Sowing Cigarette Seeds

Threads of conversation often begin as our crew settles in to help Jelly, the Keep Chadron Beautiful recycling coordinator, unload cardboard (sometimes paper too) from their trailer twice a week.

One comment that caught my ear recently: Did you know American Spirit has cigarettes that grow flowers when you toss the butts? Wow! At least if somebody is intent on smoking and littering there will be pretty plants to show for it. Unfortunately, based on my online research anyway, the brand, owned by Reynolds American and made by Santa Fe Natural Tobacco Company, does not include biodegradable filters or seeds. The one advantage I give them from a recycling standpoint is that the used pack is entirely paperboard. Competitors include an outer layer of plastic and foil inside that must be disassembled before going into the baler.

However, a select group of tobacco companies now offer cigarettes with biodegradable filters, such as Karma Tips, Cigg Seeds and Greenbutts and among those are products that contain herb, wildflower or even grass seeds. Plant-based Greenbutts are made of “A proprietary blend of all-natural, food-grade filters utilizing a starch-based binder.” (greenbutts.com) The former contain no seeds though are biodegradable within a month, the fruit of technology perfected since 2010. The company website claims that 65 percent of cigarettes are littered each year.

Cigg Seeds, and others, piggyback seeds that are protected against nicotine and heat by specially designed paper according to homegrown.co.in.

My feelings are mixed. Biodegradable cigarette filters represent a huge win if tobacco companies would all sign on and make the technology an industry standard. Instead of languishing on sidewalks, gutters, alleys, roadsides and elsewhere for more than a decade in many cases, the litter would disappear in no time. Yet, if that alternative filter has seeds, are the manufacturers playing to smokers who litter and want to leave their mark along the highway shoulders? Would anyone buy a pack or carton containing honey bee- or butterfly-friendly blooms that would not purchase/smoke another brand? If the plant would not have arrived otherwise it may herald littering tendencies as flowers bloom under the feet of spring highway cleanup volunteers.

Bottom line – I do not see an end to smoking or littering in the foreseeable future. Vaping and its litter is another topic. So, any progress in protecting the environment against one of the country’s most prevalent sources of litter is a win. Though discarded cigarette filters may eventually disappear from view, the Cigarette Litter FAQ in Surfinder San Francisco (March 15, 2017) reminds readers that almost all of them are “composed of cellulose acetate, the same plastic used to make sunglasses and clothing buttons. Filters are composed of 12,000 strands of this plastic and break down into microplastics, but do not biodegrade.”
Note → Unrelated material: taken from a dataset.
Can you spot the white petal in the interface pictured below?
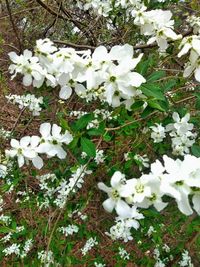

A post on X popped up while pursuing the web for cigarette seeds. It chided: Save the planet, kill yourself. It is always a blessing when somebody drops a habit harmful to their health. Maybe taking steps to be nicer to the Earth will lead there. The Marlboro man (initially) showed guys that smoking filtered cigarettes was not a girly move. He could come out of retirement today and ride the range with Johnny Appleseed. Mr. Marlboro could smoke (and thereby promote) a new biodegradable product – nothing to clean up or even recycle. He’d flick the seedlined butt after planting another orchard with Johnny leaving the West stocked with apples and flowers.